Saturday, August 14, 2010
Imitation of Life, Truth and the Turing Test
Douglas Sirk's 1959 film opens when two young widows, one white one black, meet with their daughters. Lora prefers her career as an actress to her daughter Suzie or her lover. Her profession is an imitation. Her new best friend Annie is an Aunt Jemima who sacrifices her own welfare become Lora's housekeeper and to raise Lora's daughter. Her own daughter Sarah-Jane longs to be white, passes as white. Love interest Steve is a photographer whose images are just images (in the opening scene he appears to be trying to forge Weegee's famous 1937 shot of crowds on the beach at Coney Island). He is the object of a teenage crush from Lora's daughter. The whole thing is recounted in startling Technicolor, then as now a byword for gaudy and fraudulent colour.
John Gavin, who plays Steve the love interest, was half Mexican but passes here as authentically American, all-American. He would in later life be appointed ambassador to Mexico by another actor, Ronald Reagan, of whose presidency Gil Scott Heron would sing "This ain't really a life, ain't nothing but a movie". The real-life daughter of Lana Turner, who plays Lora, killed Turner's lover, though the inquest found she acted in self-defense, to the incredulity of Hollywood insiders and conspiracy nuts ever since. Turner herself had been, only a few years earlier, the target of a vitriolic attack by DH Lawrence on the faux sexuality of the 'sweater-girl'. All characters in the film are played by people who are not the people we see on the screen. Sirk's Brechtian heritage (as Detlef Sierck he was involved in the political theatre of Weimar) is all over their stilted performances, and the distances between them, filled with the things which fill up the spaces in which the characters' lives are not lived.
The problems only begin here. The soi-disant "truth" is that Sarah-Jane "is" black; and that Lora should have married Steve, so preventing the ghastly crush her daughter has on him. That is, the only available truth which they imitate is that of race and the Oedipal family. (That Annie and Lora are both widows suggests the Oedipal role of the dead father; and the suspicion that the same man might have fathered both daughters . . . ). But the finale at Annie funeral reveals that the only Truth is Death, and that truth is fatal.

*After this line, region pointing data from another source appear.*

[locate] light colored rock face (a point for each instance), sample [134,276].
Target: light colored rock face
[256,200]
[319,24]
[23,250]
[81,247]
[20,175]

Except that we survive, weeping in the audience: we for whom the entire charade has been played out experience an imitation of emotion. And of course there is no Death, only a staged funeral with no body in the coffin. And we know it (je sais mais quand même): the only available truth is a disavowal, merely a Romantic willing suspension of disbelief, a conspiracy to act as if there were a truth, veiled underneath the appearances, underneath the ideologies. Truth is a projection, one we project as much as the cinematic apparatus does.
Nine years before Sirk's film's release, Alan Turing set out the terms of the Turing test. An interrogator in a room separated from a machine and a person asks questions, the answers to which are to prove which of the two unseen competitors is human and which a machine. In the cinema there is nothing behind the screen, only a loudspeaker. Not even a voice. Not even a recording of a voice, which is on the optical soundtrack up in the projection booth over our heads and behind our backs. The richness of this hall of mirrors and the cynical reading of the melodrama of manners that it reflects persuades us that an (authorial) intelligence inhabits it. Sadly it is also a remake - of a 1934 film by John Stahl.
In Imitation of Life, all the humans alive and dead, onscreen and in the auditorium, fail the Turing test, and only the filmic machine passes.